The general objective of this project is the design of sensor arrays based on mammalian olfactory receptors (ORs) for recognition of chemicals associated with particular diseases (disease biomarkers). Students involved in this project work on biological aspects of OR classification, modeling of OR family head(s), and virtual screening of odorant libraries for identification of potential agonists.
Recognition Site Classification of GPCRs and the Genseq Web Server.
The general objective of this project is the development of a method to classify G protein coupled receptors (GPCRs) into families based on recognition sites. The development of this classification method focuses on olfactory receptors (ORs) because they are the largest GPCR subfamily in the human genome, and recognition sites for them have previously been suggested by me and collaborators, and other research groups. These recognition sites are amino acid positions believed to play an essential role in ligand binding and activation of the GPCRs. The expected outcome of this project is a binding site classification method for GPCRs that can be used for de-orphanizing receptors, for improving specificity of biologically active compounds, and for checking cross-reactivity potential of novel compounds.
Students in this project work on algorithm development and the programming of computational tools to implement the classification method. These tools include a web server (Genseq) that will run the Recognition Site Classification (Resicla) algorithm. This algorithm will be implemented into the open source sequence alignment program Clustal (Thompson et al., 1994), which is accessible through genseq. Although genseq is being primarily developed for olfactory receptors, its extension to include other classes of G protein coupled receptors is straight-forward. A prototype web server that acquires genetic sequences from external databases (
GenBank? ,
ExPASy? , etc), aligns the sequences using Clustal (Thompson et al., 1994), and identifies user-specified patterns in the output alignment is already available. This prototype has all its basic functions operational and it is ready for the implementation of the classification algorithm.
Design of Lead Compounds for Transcriptional Regulation of Glucocorticoid Responsive Elements
The objective of this project is to identify/design potential lead compounds for transcriptional control of glucocorticoid response elements (GREs) using first principles computational approaches. This project has a number of specific aims and, within these aims, specific tasks that need to be performed. This is a continuation of a previous project developed in collaboration with Dr. W. A. Goddard III (Caltech), Dr. N. Vaidehi (City of Hope), and Dr. Eugene Roberts (former City of Hope).
Student Training
The work in my lab is heavily computational. Students either
- apply computational tools to find biologically active molecules and to gain knowledge about biological processes through the computer simulation of molecular interactions, or
- are involved in the development of computational tools.
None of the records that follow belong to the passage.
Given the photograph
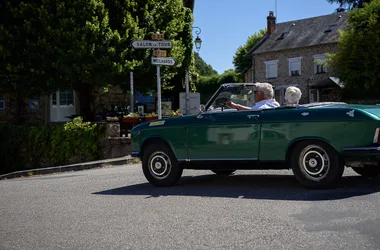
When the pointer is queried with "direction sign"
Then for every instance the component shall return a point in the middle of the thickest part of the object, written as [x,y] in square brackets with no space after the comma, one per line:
[147,44]
[157,36]
[163,61]
[158,52]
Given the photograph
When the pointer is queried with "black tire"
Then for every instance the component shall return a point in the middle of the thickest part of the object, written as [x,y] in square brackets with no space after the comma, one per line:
[223,171]
[316,164]
[368,171]
[160,166]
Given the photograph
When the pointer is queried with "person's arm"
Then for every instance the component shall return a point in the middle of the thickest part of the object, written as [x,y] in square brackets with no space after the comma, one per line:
[237,106]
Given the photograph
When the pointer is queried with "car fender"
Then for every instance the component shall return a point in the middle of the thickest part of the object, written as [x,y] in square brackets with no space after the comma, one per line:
[156,137]
[293,142]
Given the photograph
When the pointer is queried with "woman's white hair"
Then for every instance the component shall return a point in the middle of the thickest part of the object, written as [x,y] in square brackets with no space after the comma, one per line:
[266,88]
[293,95]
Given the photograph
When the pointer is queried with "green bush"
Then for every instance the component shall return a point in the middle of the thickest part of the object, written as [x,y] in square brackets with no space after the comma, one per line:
[51,145]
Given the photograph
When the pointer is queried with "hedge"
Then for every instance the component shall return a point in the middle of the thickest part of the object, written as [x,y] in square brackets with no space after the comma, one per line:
[24,147]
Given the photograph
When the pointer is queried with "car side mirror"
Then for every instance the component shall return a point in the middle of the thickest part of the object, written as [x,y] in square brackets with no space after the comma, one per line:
[221,101]
[202,108]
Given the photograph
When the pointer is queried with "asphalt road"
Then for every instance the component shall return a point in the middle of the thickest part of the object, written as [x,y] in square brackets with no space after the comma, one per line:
[115,208]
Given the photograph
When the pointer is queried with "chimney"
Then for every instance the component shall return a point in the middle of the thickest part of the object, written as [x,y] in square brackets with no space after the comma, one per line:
[271,23]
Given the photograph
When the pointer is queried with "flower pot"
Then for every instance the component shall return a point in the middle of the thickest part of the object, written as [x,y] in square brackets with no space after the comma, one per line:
[151,118]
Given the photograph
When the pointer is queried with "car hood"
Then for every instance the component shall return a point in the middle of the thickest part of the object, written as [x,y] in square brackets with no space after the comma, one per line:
[172,121]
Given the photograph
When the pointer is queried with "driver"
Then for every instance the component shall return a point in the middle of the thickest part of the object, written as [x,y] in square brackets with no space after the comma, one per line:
[263,96]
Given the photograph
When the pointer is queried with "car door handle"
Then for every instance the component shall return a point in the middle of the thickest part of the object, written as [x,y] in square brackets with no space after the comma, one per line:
[256,117]
[207,117]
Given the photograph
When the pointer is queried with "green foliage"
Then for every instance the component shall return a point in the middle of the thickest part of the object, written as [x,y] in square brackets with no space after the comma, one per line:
[43,146]
[134,20]
[241,60]
[350,4]
[356,62]
[47,45]
[207,85]
[202,67]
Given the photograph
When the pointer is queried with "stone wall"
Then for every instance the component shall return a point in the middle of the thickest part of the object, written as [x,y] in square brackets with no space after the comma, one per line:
[308,76]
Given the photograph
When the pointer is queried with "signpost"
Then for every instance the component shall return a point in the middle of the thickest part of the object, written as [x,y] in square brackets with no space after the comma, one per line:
[158,52]
[159,58]
[147,44]
[168,61]
[132,95]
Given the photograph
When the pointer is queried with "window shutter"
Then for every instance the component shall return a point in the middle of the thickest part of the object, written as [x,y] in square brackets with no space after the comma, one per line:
[272,70]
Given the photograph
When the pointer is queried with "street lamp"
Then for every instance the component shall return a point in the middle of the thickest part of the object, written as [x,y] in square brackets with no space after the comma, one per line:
[198,43]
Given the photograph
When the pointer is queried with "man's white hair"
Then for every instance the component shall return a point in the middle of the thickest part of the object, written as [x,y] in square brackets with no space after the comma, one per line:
[293,95]
[266,88]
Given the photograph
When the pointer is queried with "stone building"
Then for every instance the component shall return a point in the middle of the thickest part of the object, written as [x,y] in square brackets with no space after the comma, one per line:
[293,54]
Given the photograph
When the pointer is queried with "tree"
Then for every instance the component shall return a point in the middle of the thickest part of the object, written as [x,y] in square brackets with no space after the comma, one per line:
[134,21]
[47,45]
[207,85]
[202,67]
[241,60]
[356,62]
[350,4]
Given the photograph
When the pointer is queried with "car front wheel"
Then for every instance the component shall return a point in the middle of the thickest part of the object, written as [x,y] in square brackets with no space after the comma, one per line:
[160,166]
[316,164]
[367,171]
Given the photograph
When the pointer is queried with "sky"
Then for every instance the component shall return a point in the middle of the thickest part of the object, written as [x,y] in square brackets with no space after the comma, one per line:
[226,24]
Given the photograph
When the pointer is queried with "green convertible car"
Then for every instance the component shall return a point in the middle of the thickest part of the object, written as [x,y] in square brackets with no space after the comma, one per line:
[315,140]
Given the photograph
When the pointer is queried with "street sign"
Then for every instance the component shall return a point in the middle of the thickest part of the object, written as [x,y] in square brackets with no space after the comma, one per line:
[147,44]
[157,36]
[163,61]
[159,53]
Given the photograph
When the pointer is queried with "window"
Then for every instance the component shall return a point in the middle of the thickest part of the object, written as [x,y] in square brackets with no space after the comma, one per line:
[330,27]
[279,92]
[2,104]
[271,68]
[319,64]
[279,95]
[313,95]
[283,35]
[66,98]
[295,66]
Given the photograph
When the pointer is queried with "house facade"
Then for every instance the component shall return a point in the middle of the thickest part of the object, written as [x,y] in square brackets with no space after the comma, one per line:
[293,54]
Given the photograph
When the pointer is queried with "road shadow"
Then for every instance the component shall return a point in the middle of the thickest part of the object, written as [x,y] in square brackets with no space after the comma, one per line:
[270,187]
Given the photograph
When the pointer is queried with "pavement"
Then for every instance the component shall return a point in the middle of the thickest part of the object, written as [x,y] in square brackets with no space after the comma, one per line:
[72,167]
[116,208]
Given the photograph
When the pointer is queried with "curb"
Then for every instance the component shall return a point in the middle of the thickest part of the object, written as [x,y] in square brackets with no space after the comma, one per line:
[72,167]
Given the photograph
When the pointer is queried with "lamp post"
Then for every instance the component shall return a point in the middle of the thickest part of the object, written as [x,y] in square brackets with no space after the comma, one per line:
[198,43]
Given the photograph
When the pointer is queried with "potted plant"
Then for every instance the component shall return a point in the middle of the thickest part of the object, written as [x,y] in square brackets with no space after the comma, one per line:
[151,116]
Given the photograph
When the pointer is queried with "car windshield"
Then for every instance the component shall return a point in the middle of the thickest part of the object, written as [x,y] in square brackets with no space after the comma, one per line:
[240,94]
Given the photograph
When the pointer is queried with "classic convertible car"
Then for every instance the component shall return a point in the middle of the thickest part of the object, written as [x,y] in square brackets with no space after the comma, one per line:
[315,140]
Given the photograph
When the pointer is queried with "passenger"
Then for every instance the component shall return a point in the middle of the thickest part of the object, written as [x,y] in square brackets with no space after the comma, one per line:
[264,97]
[292,95]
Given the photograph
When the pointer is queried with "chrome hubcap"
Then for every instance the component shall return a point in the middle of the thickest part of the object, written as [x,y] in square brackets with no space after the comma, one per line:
[159,165]
[314,162]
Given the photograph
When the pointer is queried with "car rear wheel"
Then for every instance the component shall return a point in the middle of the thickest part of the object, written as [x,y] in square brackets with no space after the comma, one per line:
[223,171]
[316,164]
[367,171]
[160,166]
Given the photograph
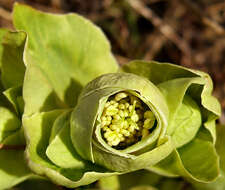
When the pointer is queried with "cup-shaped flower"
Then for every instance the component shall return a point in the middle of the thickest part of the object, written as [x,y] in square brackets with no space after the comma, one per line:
[154,116]
[120,121]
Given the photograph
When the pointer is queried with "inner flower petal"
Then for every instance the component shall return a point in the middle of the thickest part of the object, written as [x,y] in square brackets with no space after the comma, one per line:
[125,120]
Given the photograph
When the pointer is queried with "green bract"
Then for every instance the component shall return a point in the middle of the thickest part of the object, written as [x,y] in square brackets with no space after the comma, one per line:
[85,119]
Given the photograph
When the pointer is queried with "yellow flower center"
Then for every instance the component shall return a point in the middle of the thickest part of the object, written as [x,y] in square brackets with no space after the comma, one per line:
[125,120]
This type of work requires computer skills (i.e., the ability to comfortably work with computers and the willingness to learn how to use new computer programs, operating system (Linux), and programming languages).
Graduate and undergraduate students starting research projects in my lab need to be trained on basic aspects of bioinformatics and computational biology research:
1.Use of Linux/Unix computer environment and high-performance computer clusters
2.Use of web-based and local bioinformatics tools for data mining and data archiving
3.Use of locally-installed software for sequence alignment/phylogeny, molecular structure visualization, small molecules manipulation, homology modeling, protein structure health assessment, molecular mechanics and dynamics calculations, docking and virtual screening
They are also trained on general aspects of scientific research such as design, execution and reporting of scientific work.